A Trinidadian-American artist, Clarke is known for using materials such as sugar, cocoa butter and hair-bonding glue to confront histories of colonialism and Western standards of beauty. While her photographs and videos look closely at bodies, her sculptures repurpose products designed for use on bodies. Her process often begins by pouring large, thick quantities of hair-bonding glue onto a flat surface to create a “skin,” which she stretches, pulls, pleats and molds using her hands and feet. Her somatic technique transubstantiates a toxic substance into stunning objects that ripple, curl, shimmer, twist and glisten.

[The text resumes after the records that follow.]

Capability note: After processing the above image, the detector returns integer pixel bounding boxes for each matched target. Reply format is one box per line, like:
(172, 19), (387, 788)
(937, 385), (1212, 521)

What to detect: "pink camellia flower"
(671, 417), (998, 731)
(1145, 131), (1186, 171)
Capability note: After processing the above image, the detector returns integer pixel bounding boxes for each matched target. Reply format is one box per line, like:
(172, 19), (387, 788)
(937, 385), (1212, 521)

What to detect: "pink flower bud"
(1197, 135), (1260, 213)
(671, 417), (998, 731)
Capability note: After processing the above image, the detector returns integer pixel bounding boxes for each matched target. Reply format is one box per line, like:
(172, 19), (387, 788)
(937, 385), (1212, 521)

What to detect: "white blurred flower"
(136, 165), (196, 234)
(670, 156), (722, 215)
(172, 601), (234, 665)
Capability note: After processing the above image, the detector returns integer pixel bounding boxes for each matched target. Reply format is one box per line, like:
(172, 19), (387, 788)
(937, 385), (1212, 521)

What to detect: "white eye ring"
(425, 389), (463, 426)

Covering Clarke’s practice over the past ten years, A Particular Fantasy takes its title from theorist, activist and poet Audre Lorde’s essay “Eye to Eye: Black Women, Hatred, and Anger” (1984). In it, she describes her anger as a “molten pond at the core of me.” The essay argues for new womanist understandings of self to emerge, generated by and through relationships between Black women as a critical way to extricate themselves from the “racist sexist cauldron” of American history.